7年以上別居後も婚姻費用分担義務継続すべしと離婚請求棄却高裁判例紹介


○夫である第1審原告が、妻である第1審被告に対し、婚姻を継続し難い重大な理由があると主張して民法770条1項5号に基づく離婚及び二女の親権者の第1審原告への指定を求め、原判決が、第1審原告の離婚請求を、二女の親権者は第1審被告と指定して認容しました。

○これに対し第1審被告が控訴した事案で、本件において、婚姻を継続し難い重大な事由(話し合いを一切拒絶する第1審原告による、妻、子ら、病親を一方的に放置したままの7年以上の別居)の発生原因は、専ら第1審原告の側にあることは明らかであり、他方、第1審被告は、非常に強い婚姻継続意思を有し続けており、第1審原告に対しては自宅に戻って二女と同居してほしいという感情を抱いていることなど一切の事情を総合すると、本件離婚請求を認容して第1審原告を婚姻費用分担義務から解放することは正義に反するものであり、第1審原告の離婚請求は信義誠実の原則に反するものとして許されず、第1審原告は、今後も引き続き第1審被告に対する婚姻費用分担義務を負い、将来の退職金や年金の一部も婚姻費用の原資として第1審被告に給付していくべきであって、同居、協力の義務も果たしていくべきであるとして、原判決を取り消した平成30年12月5日東京高裁判決(判タ1461号126頁)関連部分を紹介します。
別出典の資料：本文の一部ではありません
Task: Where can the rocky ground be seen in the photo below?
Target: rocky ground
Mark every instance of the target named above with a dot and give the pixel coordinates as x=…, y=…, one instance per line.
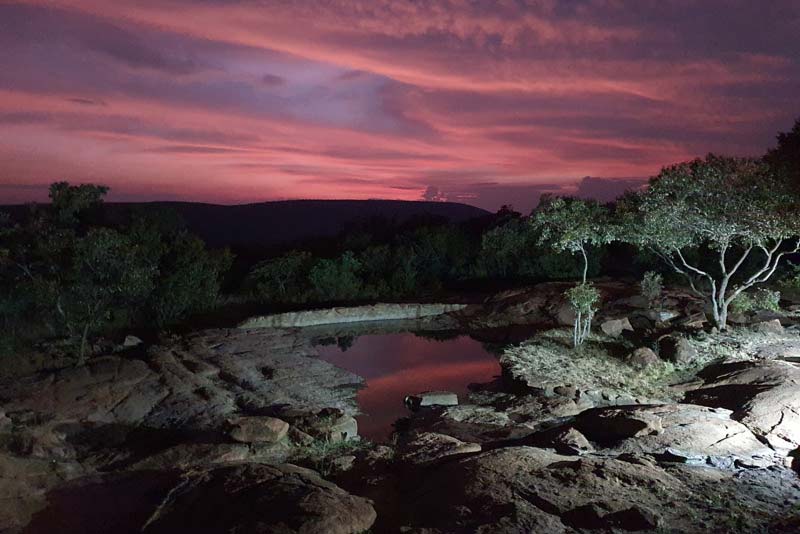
x=657, y=424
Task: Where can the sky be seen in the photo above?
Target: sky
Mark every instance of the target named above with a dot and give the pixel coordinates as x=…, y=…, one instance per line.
x=482, y=102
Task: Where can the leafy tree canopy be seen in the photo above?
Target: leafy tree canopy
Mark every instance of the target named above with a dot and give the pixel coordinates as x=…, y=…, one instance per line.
x=572, y=224
x=738, y=207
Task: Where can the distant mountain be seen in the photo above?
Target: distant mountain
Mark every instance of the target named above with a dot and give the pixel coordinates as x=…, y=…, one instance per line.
x=275, y=223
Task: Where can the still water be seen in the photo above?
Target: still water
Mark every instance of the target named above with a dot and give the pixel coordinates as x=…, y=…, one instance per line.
x=396, y=365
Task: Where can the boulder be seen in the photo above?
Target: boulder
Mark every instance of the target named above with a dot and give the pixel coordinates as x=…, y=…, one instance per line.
x=131, y=341
x=642, y=357
x=684, y=432
x=328, y=424
x=194, y=455
x=661, y=316
x=764, y=395
x=769, y=327
x=615, y=327
x=260, y=429
x=527, y=489
x=431, y=398
x=617, y=423
x=564, y=440
x=676, y=349
x=429, y=447
x=249, y=497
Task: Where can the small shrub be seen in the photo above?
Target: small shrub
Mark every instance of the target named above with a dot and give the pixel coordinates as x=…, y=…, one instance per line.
x=652, y=285
x=583, y=298
x=321, y=453
x=791, y=280
x=762, y=299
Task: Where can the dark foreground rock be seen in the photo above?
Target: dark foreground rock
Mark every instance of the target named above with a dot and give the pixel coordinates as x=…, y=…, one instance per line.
x=235, y=498
x=527, y=489
x=763, y=395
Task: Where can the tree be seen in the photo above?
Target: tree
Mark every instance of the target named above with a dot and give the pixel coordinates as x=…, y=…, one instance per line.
x=337, y=279
x=68, y=201
x=282, y=279
x=189, y=279
x=573, y=225
x=785, y=158
x=737, y=208
x=110, y=274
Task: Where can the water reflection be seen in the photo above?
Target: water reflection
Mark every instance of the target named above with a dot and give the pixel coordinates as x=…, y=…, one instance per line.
x=395, y=365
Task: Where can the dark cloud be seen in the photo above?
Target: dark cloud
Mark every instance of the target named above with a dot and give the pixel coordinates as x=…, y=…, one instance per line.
x=273, y=80
x=607, y=189
x=87, y=101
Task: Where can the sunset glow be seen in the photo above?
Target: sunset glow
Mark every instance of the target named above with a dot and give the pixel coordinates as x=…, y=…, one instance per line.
x=479, y=102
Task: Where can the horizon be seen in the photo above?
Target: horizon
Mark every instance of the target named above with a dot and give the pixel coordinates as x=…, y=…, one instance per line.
x=483, y=104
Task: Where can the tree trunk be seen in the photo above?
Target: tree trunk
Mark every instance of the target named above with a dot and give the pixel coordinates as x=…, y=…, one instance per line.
x=585, y=264
x=81, y=356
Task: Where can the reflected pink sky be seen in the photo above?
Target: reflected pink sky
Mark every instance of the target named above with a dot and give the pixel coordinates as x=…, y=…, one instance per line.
x=479, y=102
x=396, y=365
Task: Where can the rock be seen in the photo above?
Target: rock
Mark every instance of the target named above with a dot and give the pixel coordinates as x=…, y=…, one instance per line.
x=617, y=423
x=564, y=314
x=478, y=415
x=642, y=357
x=24, y=483
x=373, y=312
x=328, y=424
x=634, y=518
x=764, y=395
x=527, y=489
x=195, y=455
x=200, y=367
x=682, y=430
x=615, y=327
x=635, y=301
x=429, y=447
x=781, y=350
x=131, y=341
x=299, y=437
x=343, y=463
x=343, y=429
x=769, y=327
x=246, y=497
x=565, y=440
x=676, y=349
x=168, y=391
x=431, y=398
x=661, y=316
x=258, y=429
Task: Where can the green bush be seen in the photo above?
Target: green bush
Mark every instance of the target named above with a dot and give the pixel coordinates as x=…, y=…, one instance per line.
x=282, y=279
x=65, y=272
x=584, y=299
x=336, y=279
x=189, y=281
x=791, y=280
x=651, y=286
x=761, y=299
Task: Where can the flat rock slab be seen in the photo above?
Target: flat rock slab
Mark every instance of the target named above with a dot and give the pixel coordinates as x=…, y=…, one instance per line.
x=431, y=398
x=527, y=489
x=355, y=314
x=763, y=395
x=429, y=447
x=695, y=431
x=197, y=385
x=247, y=497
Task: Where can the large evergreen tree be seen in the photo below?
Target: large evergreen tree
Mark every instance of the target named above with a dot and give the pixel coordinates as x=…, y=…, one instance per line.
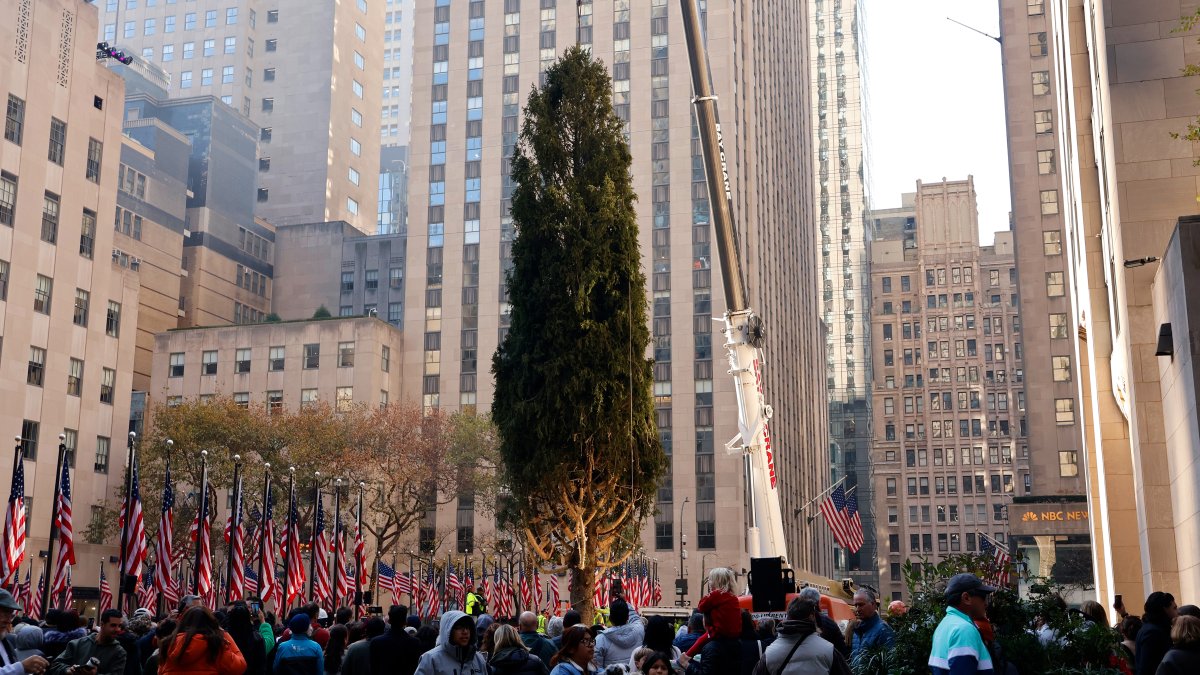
x=574, y=399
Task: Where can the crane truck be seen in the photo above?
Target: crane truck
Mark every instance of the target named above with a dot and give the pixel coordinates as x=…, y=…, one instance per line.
x=772, y=581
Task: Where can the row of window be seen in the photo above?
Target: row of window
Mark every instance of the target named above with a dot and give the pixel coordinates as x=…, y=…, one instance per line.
x=276, y=360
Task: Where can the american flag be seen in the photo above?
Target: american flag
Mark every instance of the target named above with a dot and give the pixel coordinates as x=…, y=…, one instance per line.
x=162, y=572
x=147, y=592
x=388, y=580
x=106, y=591
x=345, y=580
x=291, y=549
x=15, y=526
x=66, y=536
x=1000, y=560
x=833, y=508
x=35, y=603
x=136, y=536
x=322, y=589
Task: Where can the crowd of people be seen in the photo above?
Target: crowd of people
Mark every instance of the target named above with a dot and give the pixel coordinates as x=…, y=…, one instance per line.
x=718, y=638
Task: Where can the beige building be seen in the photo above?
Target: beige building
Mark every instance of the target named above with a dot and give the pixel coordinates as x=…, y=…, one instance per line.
x=281, y=364
x=474, y=64
x=309, y=73
x=67, y=310
x=949, y=452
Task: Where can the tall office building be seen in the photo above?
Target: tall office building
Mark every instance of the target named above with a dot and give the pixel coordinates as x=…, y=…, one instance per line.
x=949, y=451
x=475, y=61
x=309, y=73
x=841, y=203
x=67, y=309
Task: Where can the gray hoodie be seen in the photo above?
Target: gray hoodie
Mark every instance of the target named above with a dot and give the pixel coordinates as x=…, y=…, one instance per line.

○文明国の殆どが破綻主義を採用しているところ、破綻主義を否定する有責主義の典型のような判決です。ポイントは、「本件離婚請求を認容して第1審原告を婚姻費用分担義務から解放することは正義に反するものであり,第1審原告の離婚請求は信義誠実の原則に反するものとして許されない。第1審原告は,今後も引き続き第1審被告に対する婚姻費用分担義務を負い,将来の退職金や年金の一部も婚姻費用の原資として第1審被告に給付していくべきであって,同居,協力の義務も果たしていくべきである。」との点です。

○この判断は、妻が「専業主婦として婚姻し,職業経験に乏しいまま加齢して収入獲得能力が減衰」していることからのものですが、この点は扶養的財産分与の問題として、経済力のある夫にその経済力に見合う妻に対する経済的援助義務を課して離婚を認めて然るべきと思うのですが。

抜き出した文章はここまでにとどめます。